Vagabond Swing Brings Their Wild Live Show to NYC
by delarue
Sunday night Lafayette, Louisiana’s Vagabond Swing gave the crowd at Rockwood Music Hall something to remember for months, blasting through what had to be the wildest, most ferocious show this normally sedate venue (“Classy,” a band member called it) might have ever hosted. “This is the smallest stage we’ve played in years,” admitted their trumpeter, but that’s what happens when bands who play to huge crowds on the road hit this city the first time around. And yet as much as they threatened to completely blow out the PA system, they felt the room, pushing it as far as it would go without being completely over-the-top. The group incorporates elements of Gogol Bordello at their most psychedelic, the Strawbs, Zappa, World Inferno, Tom Waits and Aunt Ange and yet sounds nothing like any of those acts. Their drummer also fronts the band, leaping from behind the kit out into the audience on several occasions, backed by trumpet plus two guitars, electric mandolin, bass and drums, the trumpeter and a couple of the guitarists doubling on creepy funeral organ.

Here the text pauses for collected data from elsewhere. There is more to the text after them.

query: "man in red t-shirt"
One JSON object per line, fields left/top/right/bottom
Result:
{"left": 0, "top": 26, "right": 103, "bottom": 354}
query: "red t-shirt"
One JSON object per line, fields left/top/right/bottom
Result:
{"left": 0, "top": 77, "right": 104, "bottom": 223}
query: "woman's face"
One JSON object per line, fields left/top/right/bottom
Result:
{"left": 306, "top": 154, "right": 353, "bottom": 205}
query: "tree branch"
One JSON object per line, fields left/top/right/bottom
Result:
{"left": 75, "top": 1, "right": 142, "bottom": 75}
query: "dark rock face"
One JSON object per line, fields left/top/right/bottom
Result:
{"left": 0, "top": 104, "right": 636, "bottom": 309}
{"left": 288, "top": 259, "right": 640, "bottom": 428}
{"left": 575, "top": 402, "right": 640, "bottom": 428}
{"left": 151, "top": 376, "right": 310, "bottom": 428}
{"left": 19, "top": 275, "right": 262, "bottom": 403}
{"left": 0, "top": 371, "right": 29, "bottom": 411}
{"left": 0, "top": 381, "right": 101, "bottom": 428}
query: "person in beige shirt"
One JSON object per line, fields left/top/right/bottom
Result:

Their shapeshifting songs went on for what seemed 20 minutes at a clip. To call them psychedelic gypsy punk isn’t off the mark but it doesn’t do justice to how crazily eclectic and intense they are. Their first number kicked off with a blistering Keystone Kops intro that morphed into a pensive waltz, then a swaying cabaret vamp and then back to the chase scene which didn’t take long to go completely awry with noisy guitar and trumpet solos. The second featured two slinky bass solos, two macabre organ interludes, a slowly careening waltz that reminded of the heavier stuff on Abbey Road and then a pensive folk-rock interlude with the trumpet soaring uneasily overhead. From there they went into brooding minor-key reggae and came out of that with machine-gun drums into morbidly swirling Carnival of Souls atmospherics. And then the trumpeter led them into a brief, bracing Ethiopian-flavored passage that turned menacingly Macedonian in a split-second and went doublespeed with a vengeance. Is there any style of music this band can’t play?
Wait, there’s more: a punked-out tango with an especially sweet trumpet solo; a twistedly bluesy merry-go-round waltz and a screaming Cab Calloway hi-de-ho number on acid. Vocals are part of the picture, but those didn’t come through clearly considering how fast and furious the band was playing. It didn’t matter. This was the kind of show that gives you enough adrenaline to sprint from the club, cut across two lines of traffic on Allen Street in the pouring rain and then dive down into the subway out of the storm, all in the span of about fifteen seconds. That’s not to suggest that you should do that, only to illustrate how exhilarating it felt to witness something this explosive at midnight on a Sunday.